Jackie Stuckey: you know, condemnation was always the thing. Like that lady said, she, she didn’t understand. Okay. Well, as long as you’re in this human body, you’re going to make mistakes. You’re not
Toby Dorr: Yes. Yes. And I really think social media has brought out the worst in all of us because people will say things without thinking what they’re saying. They’ll say things that they would never say to a person in face to face. And it’s just given us a tool to be bitter and petty
Jackie Stuckey: And vicious
Toby Dorr: it. Yes.
Toby Dorr: Yes. Horribly vision. Mm hmm.
Jackie Stuckey: Exactly.
Toby Dorr: And I, it just drives me crazy. You know, people go out and they take their camera and they try to find places where people are out of control and they call them Karens and put it on there. And it’s like, what about all the beautiful women whose name is Karen, you know?
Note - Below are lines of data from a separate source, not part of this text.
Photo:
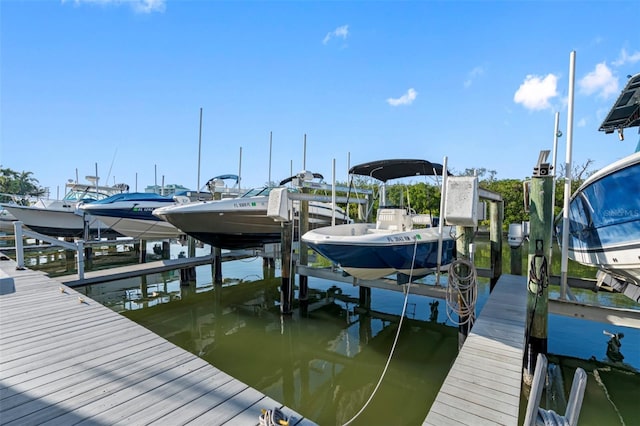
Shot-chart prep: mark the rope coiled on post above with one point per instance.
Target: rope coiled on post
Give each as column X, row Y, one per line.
column 462, row 292
column 273, row 417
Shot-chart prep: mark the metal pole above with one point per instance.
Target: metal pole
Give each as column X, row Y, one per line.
column 333, row 193
column 443, row 192
column 80, row 250
column 567, row 181
column 199, row 150
column 270, row 150
column 556, row 135
column 304, row 153
column 240, row 170
column 17, row 231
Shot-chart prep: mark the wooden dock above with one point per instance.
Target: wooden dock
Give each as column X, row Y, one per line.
column 484, row 384
column 65, row 359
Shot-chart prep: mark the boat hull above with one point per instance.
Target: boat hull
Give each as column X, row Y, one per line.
column 59, row 222
column 145, row 229
column 134, row 218
column 604, row 220
column 235, row 223
column 367, row 253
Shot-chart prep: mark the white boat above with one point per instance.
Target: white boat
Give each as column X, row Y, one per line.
column 241, row 222
column 62, row 218
column 604, row 212
column 130, row 214
column 604, row 220
column 400, row 242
Toby Dorr: What are you doing here? And why do I want to watch this?
Toby Dorr: It just, yeah. It just, something needs to change. So, I like that. Yeah, so what’s one question you wish I’d asked you something you’d like to share that we haven’t even touched on.
Jackie Stuckey: Let’s see. I don’t know. Um, maybe about, uh, more like. More things. Well, maybe one thing about my book. One of the things that I talk about the theme in my book, the theme of hope.
Toby Dorr: I love that hope such a powerful word.
Jackie Stuckey: Yes. So that’s the message that I, um, wanted to convey throughout my book, uh, that though you may be going through trials and tribulations in your life, you know, if you have goals you’re trying to attain, you can do it because I, if I can do it and I, and I sorely lack the resources, there’s, the wherewithal, the mental capacity to do these things.
Jackie Stuckey: People, you know, who possess, you know, seemingly possessing more resources can achieve their goals as well. Um, and they shouldn’t be afraid to talk about the tough, scary, unpleasant issues, you know, to me, like I said, incarceration, I was the, well, I was the wife of two inmates.
Toby Dorr: Uh huh.
Jackie Stuckey: I was incarcerated myself for like eight days,
Toby Dorr: Uh huh.
Jackie Stuckey: twenties, because I lost custody of my children when they were toddlers. Um, and so, um, mental health issues, when you’re going through it, you know, being abused by your significant other, we need to talk about those things. We
Toby Dorr: We do need to talk about them because they shouldn’t be hidden. Because when they are hidden, it’s just like, you know, not taking care of a wound. Then it festers and gets infected and it spreads. But you have to bring them out into the open and talk about them to move past them.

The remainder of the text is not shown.